Le ville di Roma, legate in vari modi alla presenza del pontefice e degli esponenti della curia e della nobiltà che vi gravita attorno, insieme a quelle sorte nella Tuscia, a Tivoli e nel Tuscolo, costituiscono ancora oggi un sistema del tutto particolare che declina tipologie e modelli in armonia con il mutare dei tempi e dei committenti. Pur non avendo, come le Ville Medicee, un legame di continuità con la medesima famiglia di committenti, il sistema trova nel nesso con la curia romana la sua ragion d’essere. Residenze con giardini proliferano in città come in campagna, dove il clima è più salubre e d’estate si gode di una maggiore frescura; agli “otia” si alternano gli incontri ufficiali e di rappresentanza.

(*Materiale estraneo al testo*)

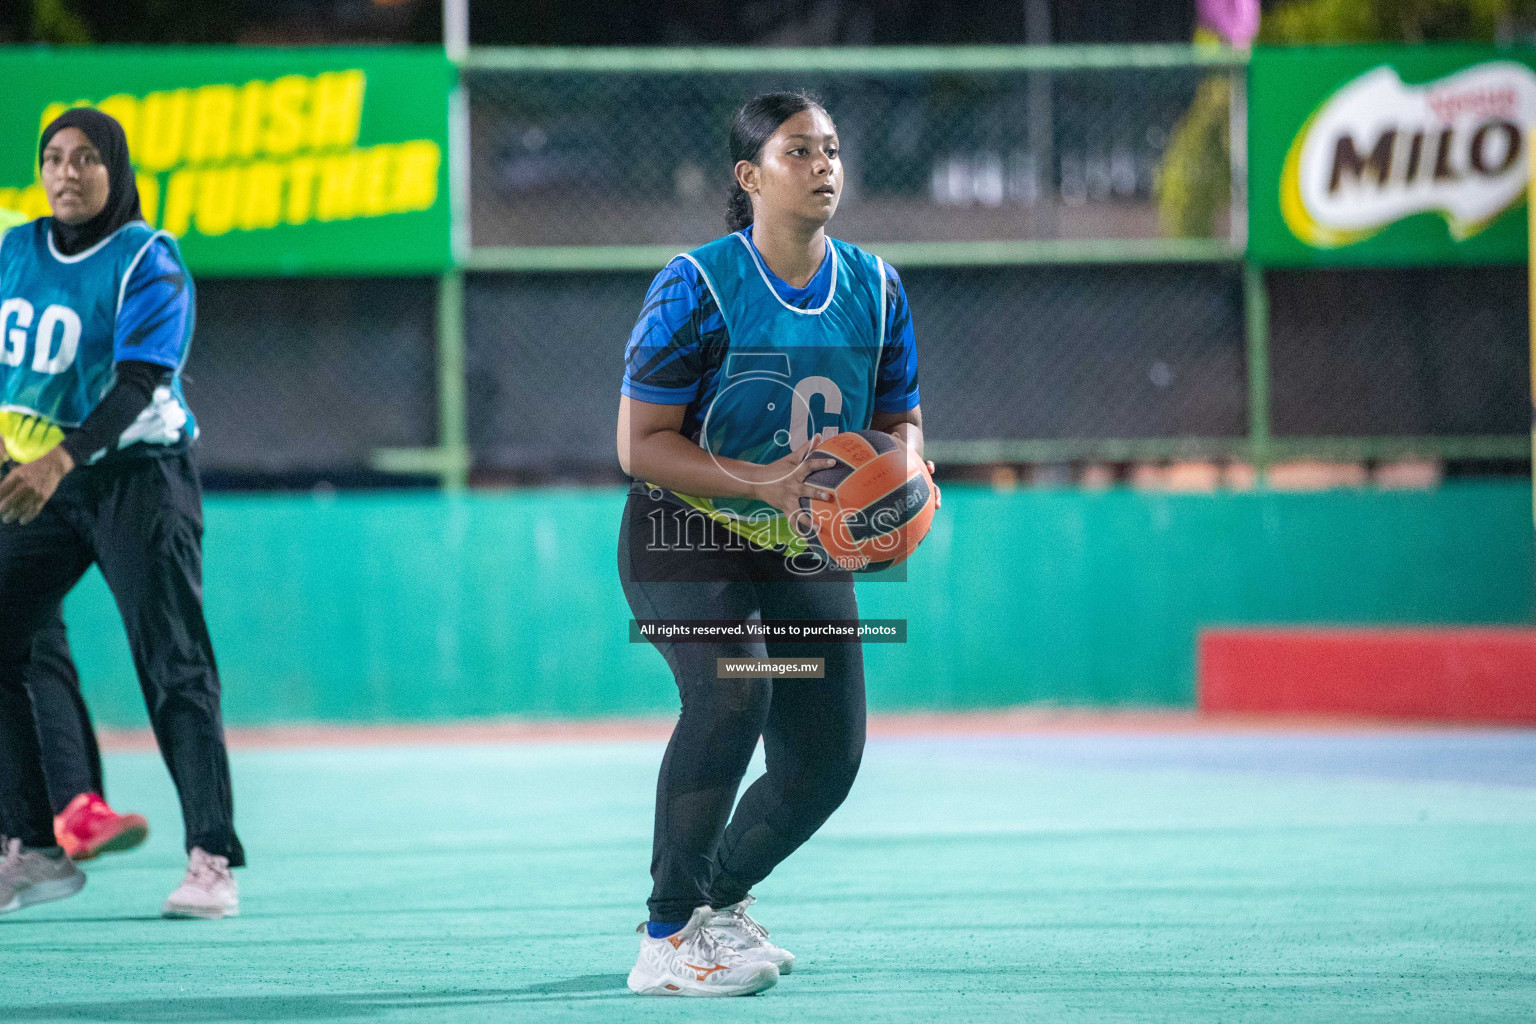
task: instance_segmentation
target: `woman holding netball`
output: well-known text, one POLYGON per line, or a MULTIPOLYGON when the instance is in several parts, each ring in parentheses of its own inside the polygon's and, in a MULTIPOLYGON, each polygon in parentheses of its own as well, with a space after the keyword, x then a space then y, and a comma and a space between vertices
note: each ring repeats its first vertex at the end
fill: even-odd
MULTIPOLYGON (((821 436, 872 428, 921 455, 906 296, 878 258, 830 239, 837 129, 800 93, 731 127, 731 234, 674 259, 630 337, 618 449, 635 480, 619 574, 640 620, 851 620, 852 575, 792 518, 830 494, 821 436)), ((751 889, 847 796, 864 749, 857 643, 657 640, 682 713, 656 791, 650 919, 629 987, 746 995, 795 958, 747 913, 751 889), (720 658, 823 659, 825 678, 722 676, 720 658), (736 804, 758 737, 767 773, 736 804)))
POLYGON ((55 843, 26 677, 95 563, 186 823, 187 872, 162 913, 224 917, 239 908, 230 868, 244 853, 181 390, 192 281, 171 236, 143 221, 115 120, 67 111, 44 129, 38 163, 53 216, 0 239, 0 913, 85 884, 55 843))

Ad ogni pontefice corrisponde l’ascesa della propria famiglia, che non manca di esibire i simboli del potere di cui il palazzo in città e la villa sono i più rappresentativi. Vuoi che sia un Medici o un Farnese, ogni papa lascia nei giardini i segni del proprio passaggio. I giardini diventano anche i simboli del potere dei cardinali nepoti: da Pietro Aldobrandini che si dota di una residenza a Roma e a Frascati, a Scipione Borghese che commissiona la famosa villa fuori le mura aureliane e acquisisce ben tre ville nel Tuscolo, a Camillo Pamphilj che realizza non lontano dal Vaticano una villa con un ampio parco.
Ai committenti con legami diretti con i pontefici – come Alessandro Farnese al quale si devono i giardini di Caprarola – si affiancano nobili e cardinali, in uno spirito di emulazione: dal cardinale Gambara, artefice della Villa Lante a Bagnaia, al cardinale Ippolito d’Este, ispiratore dell’omonima villa di Tivoli.